Marcia de Assis
“Não-todo ser falante pode autorizar-se a produzir um analista. Prova disso é que a análise é necessária para tanto, mas não é suficiente”[1].
J. Lacan
Ao propor o termo (des)enlace com essa grafia, busco falar de um dos destinos das análises que não é uma parada no meio do caminho, nem uma interrupção, mas o fim do percurso implicando uma nova amarração. Para dar ênfase a tal proposta, levanto uma questão: todas as cartas chegam ao seu destino? Se tomamos o termo destino como algo a ser encontrado em uma análise, o que não cessa de não se escrever[2], a resposta à questão será: há extravios, as paradas e interrupções durante a trajetória analítica. Vale ressaltar, ainda, que a análise não é uma produção de analistas em série, como a epígrafe anuncia, e assim, delimitar e precisar o fim de percurso ao qual este prelúdio pretende se dedicar, aquele que faz surgir um desejo e uma satisfação inéditos, uma posição inédita.

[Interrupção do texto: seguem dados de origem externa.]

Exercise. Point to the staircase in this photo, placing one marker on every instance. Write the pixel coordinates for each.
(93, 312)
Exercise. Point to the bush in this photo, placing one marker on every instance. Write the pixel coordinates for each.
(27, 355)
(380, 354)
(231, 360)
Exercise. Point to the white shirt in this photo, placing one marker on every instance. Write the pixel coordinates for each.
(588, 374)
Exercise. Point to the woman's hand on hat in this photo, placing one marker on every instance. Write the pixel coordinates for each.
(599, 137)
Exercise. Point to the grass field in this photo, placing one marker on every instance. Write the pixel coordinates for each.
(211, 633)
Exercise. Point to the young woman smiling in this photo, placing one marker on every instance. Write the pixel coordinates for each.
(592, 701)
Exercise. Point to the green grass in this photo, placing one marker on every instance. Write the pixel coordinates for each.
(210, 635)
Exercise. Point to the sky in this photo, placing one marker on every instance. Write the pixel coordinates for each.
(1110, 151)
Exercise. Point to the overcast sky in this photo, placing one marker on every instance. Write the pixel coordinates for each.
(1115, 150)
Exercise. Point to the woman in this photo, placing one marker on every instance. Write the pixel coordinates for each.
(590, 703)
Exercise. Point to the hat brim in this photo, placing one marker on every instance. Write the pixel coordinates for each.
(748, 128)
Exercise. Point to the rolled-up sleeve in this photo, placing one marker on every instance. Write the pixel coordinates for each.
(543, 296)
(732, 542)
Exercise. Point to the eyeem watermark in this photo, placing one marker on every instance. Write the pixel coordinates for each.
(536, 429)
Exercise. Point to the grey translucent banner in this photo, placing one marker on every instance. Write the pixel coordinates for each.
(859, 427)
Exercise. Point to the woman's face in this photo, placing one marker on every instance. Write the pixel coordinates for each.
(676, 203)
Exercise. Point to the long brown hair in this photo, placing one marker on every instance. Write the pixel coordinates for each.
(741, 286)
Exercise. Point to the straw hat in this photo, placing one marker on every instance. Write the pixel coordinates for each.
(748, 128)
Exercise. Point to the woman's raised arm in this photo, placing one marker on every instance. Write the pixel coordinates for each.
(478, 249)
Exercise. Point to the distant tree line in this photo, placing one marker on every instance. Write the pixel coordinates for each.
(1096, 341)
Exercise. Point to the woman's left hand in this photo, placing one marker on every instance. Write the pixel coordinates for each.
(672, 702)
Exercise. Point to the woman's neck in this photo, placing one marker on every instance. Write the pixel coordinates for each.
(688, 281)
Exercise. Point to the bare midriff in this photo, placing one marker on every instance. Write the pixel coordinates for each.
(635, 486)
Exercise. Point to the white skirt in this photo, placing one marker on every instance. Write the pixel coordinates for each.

Uma análise é finita, a histoeria não é eterna. Oriento esta escrita a partir de tais palavras norteadoras. Ou seja, o percurso analítico tem um fim, pois se houve uma entrada, haverá uma saída. A psicanálise é uma experiência original, efeito de discurso, que levada ao seu ponto de finitude, permite o a posteriori, o testemunho de passe. Permite, quer dizer, há possibilidades, pode ocorrer, nada obriga. É uma escolha.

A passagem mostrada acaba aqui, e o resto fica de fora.